Considering the extremely old-fashioned manner of the area that Ronit once called home and that Esti still resides in, such a relationship is obviously taboo, but it'll also be a person boon to the two of them, particularly Esti who is looking to clamor for her own independent identity. Much like his other 2018 movie A Fantastic Woman, writer/director Sebastian Leilo makes Disobedience a tale about a member of the LGBTQA+ identity against the larger traditional world that refuses to accept the lead character (or characters, plural, in this case) for who they are. Between these two movies, Leilo has painted portraits of individuals who manage to find their own ways of asserting their own individuality in the face of an entire society saying "No" to their entire identity.
Though A Fantastic Woman may be the superior feature among the two Sebastian Leilo directorial efforts in question, Disobedience is still a well-polished production that especially works well as a showcase for the talents of its two lead performers. Rachel Weisz has been on a hot streak lately with her offbeat indie film work (her steely gaze and line deliveries in The Favourite are the stuff of legend!) and one can add her work in Disobedience to that trend without question. Weisz perfectly captures someone who's been fighting to chart her own destiny for years now, she has no reservations about doing things like arguing against traditional societal expectations of women at a dinner party.

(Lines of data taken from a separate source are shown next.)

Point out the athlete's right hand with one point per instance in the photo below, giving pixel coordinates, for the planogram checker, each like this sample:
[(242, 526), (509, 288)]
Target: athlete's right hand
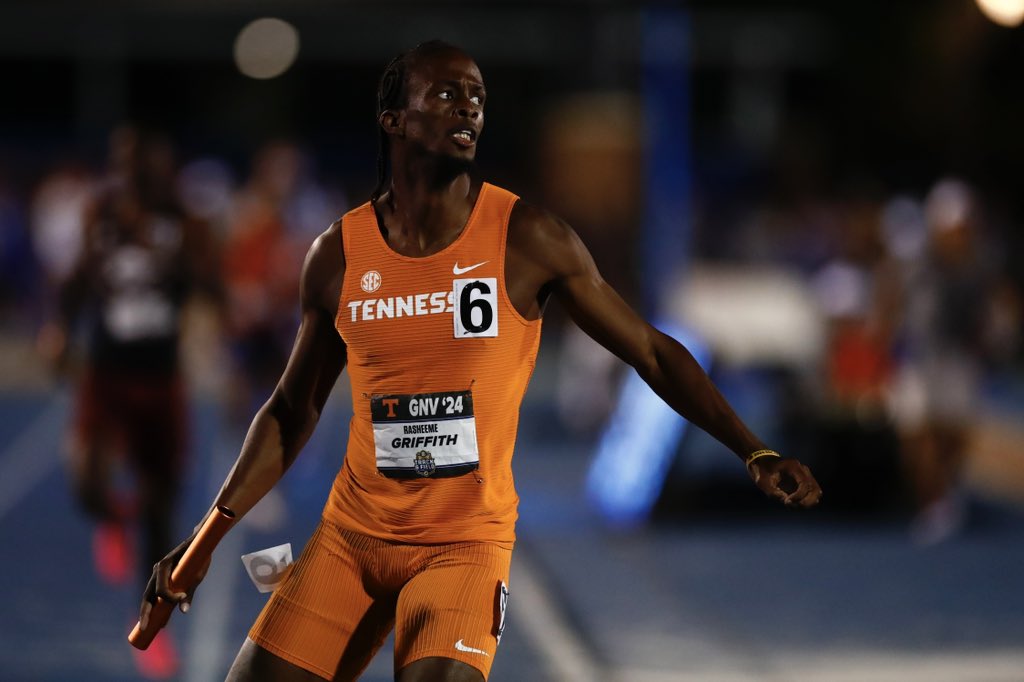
[(160, 583)]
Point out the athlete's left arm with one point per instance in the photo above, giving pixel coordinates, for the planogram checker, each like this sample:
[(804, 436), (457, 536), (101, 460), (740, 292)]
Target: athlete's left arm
[(562, 265)]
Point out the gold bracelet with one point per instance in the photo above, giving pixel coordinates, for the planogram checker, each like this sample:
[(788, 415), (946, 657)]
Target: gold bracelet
[(758, 455)]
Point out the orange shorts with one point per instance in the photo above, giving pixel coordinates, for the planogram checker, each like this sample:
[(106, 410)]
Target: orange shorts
[(347, 591)]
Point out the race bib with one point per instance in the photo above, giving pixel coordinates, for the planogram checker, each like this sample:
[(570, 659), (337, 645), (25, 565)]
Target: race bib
[(425, 434), (475, 307)]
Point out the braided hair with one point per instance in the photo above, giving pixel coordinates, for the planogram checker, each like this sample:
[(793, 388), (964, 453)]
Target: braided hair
[(392, 92)]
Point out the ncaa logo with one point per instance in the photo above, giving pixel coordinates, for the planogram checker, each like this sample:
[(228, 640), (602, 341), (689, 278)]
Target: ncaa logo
[(371, 282)]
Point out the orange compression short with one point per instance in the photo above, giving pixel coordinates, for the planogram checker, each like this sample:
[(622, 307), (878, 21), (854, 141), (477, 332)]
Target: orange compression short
[(347, 591)]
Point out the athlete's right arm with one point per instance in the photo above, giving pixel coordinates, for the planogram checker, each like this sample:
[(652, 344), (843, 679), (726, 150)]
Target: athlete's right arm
[(283, 425)]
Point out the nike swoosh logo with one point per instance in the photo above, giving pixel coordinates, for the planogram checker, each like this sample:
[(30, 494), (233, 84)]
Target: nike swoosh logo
[(459, 645), (462, 270)]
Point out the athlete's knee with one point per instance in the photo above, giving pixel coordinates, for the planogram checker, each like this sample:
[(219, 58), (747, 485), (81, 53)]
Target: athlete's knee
[(437, 669)]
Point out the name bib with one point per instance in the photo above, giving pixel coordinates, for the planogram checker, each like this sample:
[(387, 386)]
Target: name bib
[(425, 434)]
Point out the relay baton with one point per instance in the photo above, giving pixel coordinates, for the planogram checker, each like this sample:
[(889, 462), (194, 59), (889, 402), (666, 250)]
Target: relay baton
[(185, 574)]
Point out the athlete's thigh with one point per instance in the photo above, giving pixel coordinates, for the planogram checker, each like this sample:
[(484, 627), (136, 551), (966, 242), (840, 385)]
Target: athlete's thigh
[(454, 606), (322, 619), (438, 670), (255, 664)]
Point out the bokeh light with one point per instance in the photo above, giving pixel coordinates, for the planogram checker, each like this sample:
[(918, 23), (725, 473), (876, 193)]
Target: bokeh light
[(266, 48), (1005, 12)]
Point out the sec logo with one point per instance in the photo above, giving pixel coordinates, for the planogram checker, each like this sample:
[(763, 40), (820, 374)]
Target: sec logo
[(371, 282)]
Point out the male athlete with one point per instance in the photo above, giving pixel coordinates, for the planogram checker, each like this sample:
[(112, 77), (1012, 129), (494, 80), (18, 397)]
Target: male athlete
[(431, 294)]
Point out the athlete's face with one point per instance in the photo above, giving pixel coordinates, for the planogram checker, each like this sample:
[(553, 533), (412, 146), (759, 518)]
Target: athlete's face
[(444, 114)]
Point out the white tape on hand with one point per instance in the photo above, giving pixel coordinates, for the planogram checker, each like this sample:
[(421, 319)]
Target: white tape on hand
[(268, 567)]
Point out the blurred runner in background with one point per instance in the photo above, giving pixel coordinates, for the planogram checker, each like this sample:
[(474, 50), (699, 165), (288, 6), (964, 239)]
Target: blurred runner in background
[(140, 258)]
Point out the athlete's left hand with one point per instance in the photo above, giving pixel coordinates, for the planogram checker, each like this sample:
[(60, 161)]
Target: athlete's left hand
[(785, 479)]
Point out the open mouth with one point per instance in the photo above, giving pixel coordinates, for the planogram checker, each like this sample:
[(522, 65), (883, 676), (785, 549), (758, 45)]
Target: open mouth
[(464, 136)]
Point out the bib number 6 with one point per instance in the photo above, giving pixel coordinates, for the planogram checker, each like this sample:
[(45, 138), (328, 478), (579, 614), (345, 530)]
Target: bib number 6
[(475, 307)]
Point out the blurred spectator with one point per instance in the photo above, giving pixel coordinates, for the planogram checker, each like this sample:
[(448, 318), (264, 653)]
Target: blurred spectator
[(278, 213), (857, 292), (140, 258), (955, 310), (56, 216)]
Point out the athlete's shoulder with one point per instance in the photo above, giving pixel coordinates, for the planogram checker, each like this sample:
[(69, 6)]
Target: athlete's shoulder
[(538, 228), (324, 269)]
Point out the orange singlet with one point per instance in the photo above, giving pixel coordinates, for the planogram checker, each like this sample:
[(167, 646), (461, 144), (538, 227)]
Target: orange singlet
[(417, 534), (439, 360)]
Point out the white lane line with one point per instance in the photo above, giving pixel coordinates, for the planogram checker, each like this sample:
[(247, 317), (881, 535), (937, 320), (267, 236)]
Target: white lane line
[(564, 655), (33, 454), (206, 648)]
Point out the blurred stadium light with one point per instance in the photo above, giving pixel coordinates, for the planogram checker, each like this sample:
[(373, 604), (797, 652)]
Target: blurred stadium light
[(1005, 12)]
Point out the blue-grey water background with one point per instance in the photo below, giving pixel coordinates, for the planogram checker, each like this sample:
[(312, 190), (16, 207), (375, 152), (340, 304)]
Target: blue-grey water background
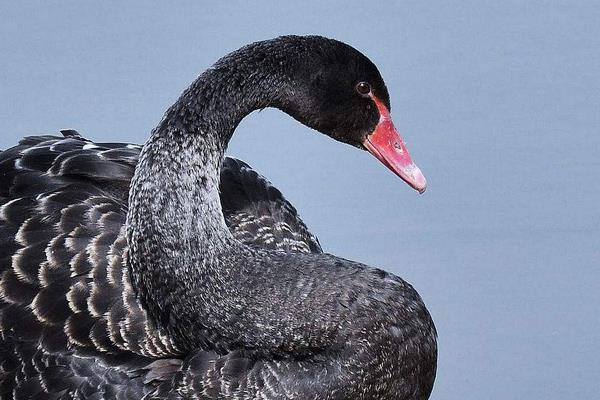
[(499, 103)]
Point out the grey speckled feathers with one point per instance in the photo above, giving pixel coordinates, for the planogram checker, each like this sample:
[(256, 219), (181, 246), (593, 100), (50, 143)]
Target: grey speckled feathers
[(170, 272)]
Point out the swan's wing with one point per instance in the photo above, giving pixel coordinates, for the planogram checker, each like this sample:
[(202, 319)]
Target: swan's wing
[(70, 325), (69, 320), (257, 213)]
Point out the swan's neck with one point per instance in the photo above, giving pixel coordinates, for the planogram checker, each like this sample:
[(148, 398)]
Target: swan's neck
[(180, 248)]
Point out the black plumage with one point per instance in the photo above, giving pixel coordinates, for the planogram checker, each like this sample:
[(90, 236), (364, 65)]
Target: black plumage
[(168, 271)]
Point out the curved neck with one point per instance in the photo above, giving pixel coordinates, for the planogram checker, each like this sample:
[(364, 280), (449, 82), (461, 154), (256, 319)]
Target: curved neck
[(179, 244)]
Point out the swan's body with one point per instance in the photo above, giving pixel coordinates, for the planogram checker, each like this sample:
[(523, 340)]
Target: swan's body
[(163, 292)]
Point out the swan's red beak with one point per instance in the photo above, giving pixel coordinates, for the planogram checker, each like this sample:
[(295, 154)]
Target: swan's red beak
[(387, 145)]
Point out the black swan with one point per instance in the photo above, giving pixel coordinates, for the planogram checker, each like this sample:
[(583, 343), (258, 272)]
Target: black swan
[(167, 271)]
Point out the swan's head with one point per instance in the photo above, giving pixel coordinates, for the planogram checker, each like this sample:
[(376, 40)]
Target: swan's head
[(339, 92)]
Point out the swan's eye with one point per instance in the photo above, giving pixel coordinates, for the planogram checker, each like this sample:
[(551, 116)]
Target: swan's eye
[(363, 88)]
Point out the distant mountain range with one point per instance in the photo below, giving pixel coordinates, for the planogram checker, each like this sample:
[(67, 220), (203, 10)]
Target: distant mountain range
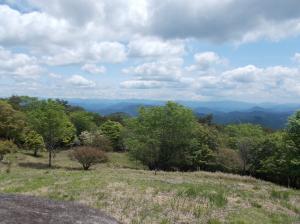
[(269, 115)]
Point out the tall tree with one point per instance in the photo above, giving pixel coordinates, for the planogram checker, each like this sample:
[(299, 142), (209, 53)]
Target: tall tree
[(113, 130), (83, 121), (48, 118), (165, 137), (12, 122)]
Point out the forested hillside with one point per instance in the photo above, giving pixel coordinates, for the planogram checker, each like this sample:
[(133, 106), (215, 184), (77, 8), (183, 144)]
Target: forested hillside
[(168, 137)]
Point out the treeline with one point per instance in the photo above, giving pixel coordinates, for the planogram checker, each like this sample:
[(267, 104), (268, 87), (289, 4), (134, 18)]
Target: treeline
[(166, 137)]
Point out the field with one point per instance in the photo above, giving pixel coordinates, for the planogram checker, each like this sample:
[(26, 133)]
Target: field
[(125, 191)]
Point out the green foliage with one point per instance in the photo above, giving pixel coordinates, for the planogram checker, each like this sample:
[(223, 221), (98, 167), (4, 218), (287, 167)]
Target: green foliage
[(48, 118), (235, 132), (228, 160), (33, 141), (95, 139), (293, 128), (83, 121), (88, 156), (12, 122), (113, 130), (168, 137), (6, 147)]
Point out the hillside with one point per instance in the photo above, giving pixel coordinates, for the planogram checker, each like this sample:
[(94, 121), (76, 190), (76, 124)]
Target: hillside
[(138, 196), (225, 112)]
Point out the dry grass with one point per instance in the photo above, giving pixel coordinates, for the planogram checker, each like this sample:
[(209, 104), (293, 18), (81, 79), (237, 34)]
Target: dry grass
[(139, 196)]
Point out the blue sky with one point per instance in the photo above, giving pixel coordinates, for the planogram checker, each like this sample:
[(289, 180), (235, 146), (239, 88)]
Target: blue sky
[(150, 49)]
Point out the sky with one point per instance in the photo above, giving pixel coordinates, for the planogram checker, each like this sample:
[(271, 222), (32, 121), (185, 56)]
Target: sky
[(243, 50)]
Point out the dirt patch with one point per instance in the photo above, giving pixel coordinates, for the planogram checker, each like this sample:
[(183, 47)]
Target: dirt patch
[(15, 209)]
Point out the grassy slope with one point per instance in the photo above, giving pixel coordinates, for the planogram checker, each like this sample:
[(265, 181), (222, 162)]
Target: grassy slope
[(139, 196)]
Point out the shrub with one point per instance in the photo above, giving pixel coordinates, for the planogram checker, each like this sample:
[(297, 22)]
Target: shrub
[(96, 139), (34, 141), (88, 156), (228, 160), (6, 147)]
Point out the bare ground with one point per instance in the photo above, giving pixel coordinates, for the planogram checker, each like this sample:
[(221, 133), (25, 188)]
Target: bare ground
[(15, 209)]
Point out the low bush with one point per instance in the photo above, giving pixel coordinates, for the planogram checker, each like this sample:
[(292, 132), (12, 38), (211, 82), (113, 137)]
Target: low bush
[(6, 147), (88, 156)]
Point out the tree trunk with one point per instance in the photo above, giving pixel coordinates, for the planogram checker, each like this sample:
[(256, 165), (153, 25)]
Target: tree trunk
[(35, 153), (50, 158)]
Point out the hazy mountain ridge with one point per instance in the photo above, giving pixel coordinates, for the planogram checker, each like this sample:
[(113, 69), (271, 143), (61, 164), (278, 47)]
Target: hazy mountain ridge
[(269, 115)]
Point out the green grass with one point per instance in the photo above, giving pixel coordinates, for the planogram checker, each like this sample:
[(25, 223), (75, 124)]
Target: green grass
[(124, 190)]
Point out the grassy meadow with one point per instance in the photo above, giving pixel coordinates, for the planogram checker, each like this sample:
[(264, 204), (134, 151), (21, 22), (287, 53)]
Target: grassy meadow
[(125, 190)]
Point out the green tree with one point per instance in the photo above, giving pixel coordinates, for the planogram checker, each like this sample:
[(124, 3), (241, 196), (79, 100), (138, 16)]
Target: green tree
[(165, 137), (83, 121), (12, 122), (95, 139), (48, 118), (235, 132), (6, 147), (33, 141), (113, 131)]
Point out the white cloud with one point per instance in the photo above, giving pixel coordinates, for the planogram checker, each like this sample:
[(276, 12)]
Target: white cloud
[(142, 84), (93, 69), (226, 21), (245, 74), (155, 47), (164, 70), (103, 52), (206, 60), (79, 81), (18, 65), (296, 57), (55, 76)]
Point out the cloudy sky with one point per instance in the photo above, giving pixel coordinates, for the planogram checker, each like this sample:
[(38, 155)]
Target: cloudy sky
[(246, 50)]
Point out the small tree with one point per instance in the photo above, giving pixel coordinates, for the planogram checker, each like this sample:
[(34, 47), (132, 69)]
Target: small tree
[(34, 141), (6, 147), (95, 139), (112, 130), (88, 156), (48, 118)]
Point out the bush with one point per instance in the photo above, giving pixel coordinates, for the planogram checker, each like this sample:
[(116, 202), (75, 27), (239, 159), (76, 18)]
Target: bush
[(34, 141), (228, 160), (96, 140), (6, 147), (88, 156)]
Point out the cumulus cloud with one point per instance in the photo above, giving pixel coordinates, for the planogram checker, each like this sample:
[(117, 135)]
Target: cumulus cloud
[(164, 70), (229, 20), (79, 81), (155, 47), (93, 69), (142, 84), (296, 57), (104, 52), (18, 65), (206, 60)]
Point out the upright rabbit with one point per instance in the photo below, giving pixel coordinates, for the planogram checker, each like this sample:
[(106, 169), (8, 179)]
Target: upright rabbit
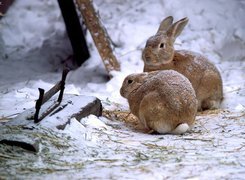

Weisz excels with her work here as does Rachel McAdams portraying the complete opposite of Weisz's character, a woman who's struggling to get her own individual identity established in her day-to-day life. Aside from a British accent that seems to fade in and out, McAdams, like Weisz, zeroes in on the personality of her character in the script (which was penned by both Leilo and Rebecca Lenkiewicz) and bring it to life beautifully, years of pent-up frustration over subduing who she is comes through in ways both big and small in McAdams portrayal of Esti. On top of being great performances individually, Weisz and McAdams also have good chemistry when it comes time to play their contrasting characters off one another in their dialogue exchanges.
Alessandro Nivola also impresses in a supporting performance that goes in a surprisingly complex direction than what I could have expected. The way his character ebbs and flows throughout this story is evidence of how this script has a much-appreciated tendency to go in nicely unexpected directions in its story, including the subtly executed decision to set this specific story in the modern-day world, a welcome refutation to how far too many dramas set stories about queer characters facing oppression are set in the past so that heterosexual audiences don't have to grapple with the idea that bigotry still exists in the modern era. Also a welcome departure from the norm is an ending that, thankfully, avoids the overly tragic conclusions of similar queer dramas for something more subdued, melancholy and emotionally impactful.
Visually, Disobedience isn't quite as outstanding as its writing, its costumes, editing and camerawork are plenty serviceable (there's some nicely done subtly incorporated extended one-shots to be found in here) but they don't crackle with creativity like some of the decisions made in regards to the characters and story. At least these parts of the production don't detract much from the far more impressive parts of Disobedience, a quietly stirring ode to the importance of asserting one's own identity in life that upholds the sterling track record of both Sebastian Leilo directorial efforts and feature films starring Rachel Weisz as a no-BS lesbian.